Montréal a occupé une place importante dans l’émergence de l’internationalisme noir. À une époque où les élites canadiennes s’inquiétaient d’une possible confluence des mouvements de la gauche, les années 1960 ont vu les luttes sociales se mondialiser en un « élan presque spirituel qui relie les dissidents du monde entier » (p. 35). Or, ces politiques de libération ont des origines afrocaribéennes, car ce sont les penseur⋅se⋅s de la gauche noire qui, voyant dans les injustices mondiales le reflet de leur propre réalité coloniale, développeront un nouveau langage révolutionnaire et émancipatoire.

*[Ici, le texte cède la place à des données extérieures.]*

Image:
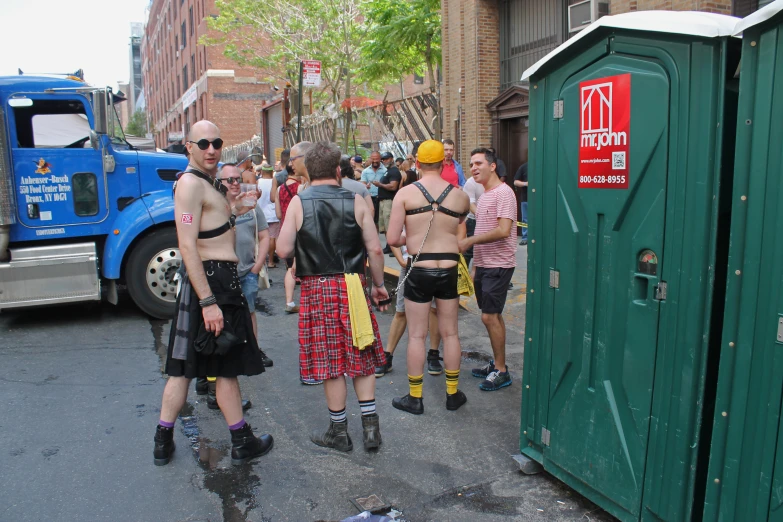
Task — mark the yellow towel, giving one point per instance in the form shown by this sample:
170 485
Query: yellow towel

C’est à Montréal que se tient, en 1968, le Congrès des écrivains noirs. D’illustres orateurs tels que Stokely Carmichael et C. L. R. James y réclament « une part effective du pouvoir total » (p. 19) et discutent des orientations idéologiques du nationalisme noir. Des sources révèlent l’intensité du brassage d’idées qui s’y déroule, faisant écho à la fébrilité révolutionnaire qui caractérise Montréal à ce moment. Quelques mois plus tard, des universitaires noir⋅e⋅s occupent l’Université Sir George Williams (qui deviendra une partie de l’actuelle Université Concordia) pour dénoncer le racisme d’un professeur et l’inaction des administrateur⋅rice⋅s envers ce racisme. Lorsque la police déloge les manifestant⋅e⋅s, une violente émeute éclate, ce qui poussera la Gendarmerie royale du Canada à mener une surveillance active des faits et gestes des leadeur⋅se⋅s noir⋅e⋅s. Mais la gauche afromontréalaise n’opère pas en vase clos : ses actions et ses idées se réverbèrent chez les autres mouvements de gauche, notamment dans les cafés et campus de la ville, qui font alors office d’universités populaires. Cette possibilité de métissage des idées fera de Montréal l’épicentre du radicalisme de gauche pendant un certain temps.
Nègres noirs, nègres blancs ne passe évidemment pas sous silence l’analogie que Pierre Vallières fait pour nommer l’oppression des Québécois⋅es dans son ouvrage de 1968, Nègres blancs d’Amérique. Austin comprend que Vallières ait pu reconnaitre dans la réalité des Noir⋅e⋅s sa propre misère face à la domination anglo-américaine et il saisit l’intention du message prônant l’union de tou⋅te⋅s les écorché⋅e⋅s du monde. Toutefois, selon Austin, Vallières a évacué de la négritude ses critères de sens proprement noirs, en s’appropriant cette identité, pour n’en conserver que les éléments lexicaux et rhétoriques, banalisant ainsi l’oppression quotidienne vécue par les Noir⋅e⋅s. Rappelant avec justesse que « la discrimination raciale systémique favorise même les plus pauvres des Blancs par rapport aux Noirs » (p. 98), l’auteur explique les nuances entre le racisme ethnique et celui « fondé » sur la génétique. Le titre original, Fear of a Black Nation, n’évoque d’ailleurs pas la négritude blanche, mais bien les inquiétudes blanches devant l’émancipation noire. Le titre français élude ainsi la notion, pourtant fondamentale, de prise de pouvoir par les Noir⋅e⋅s. Austin propose une réflexion pertinente sur la volonté des pouvoirs établis de préserver les structures d’exclusion. Son livre jette une lumière absolument nécessaire sur l’histoire afrocanadienne qui, à l’instar des réalités sociohistoriques d’autres minorités québécoises, demeure peu représentée dans le parcours scolaire québécois.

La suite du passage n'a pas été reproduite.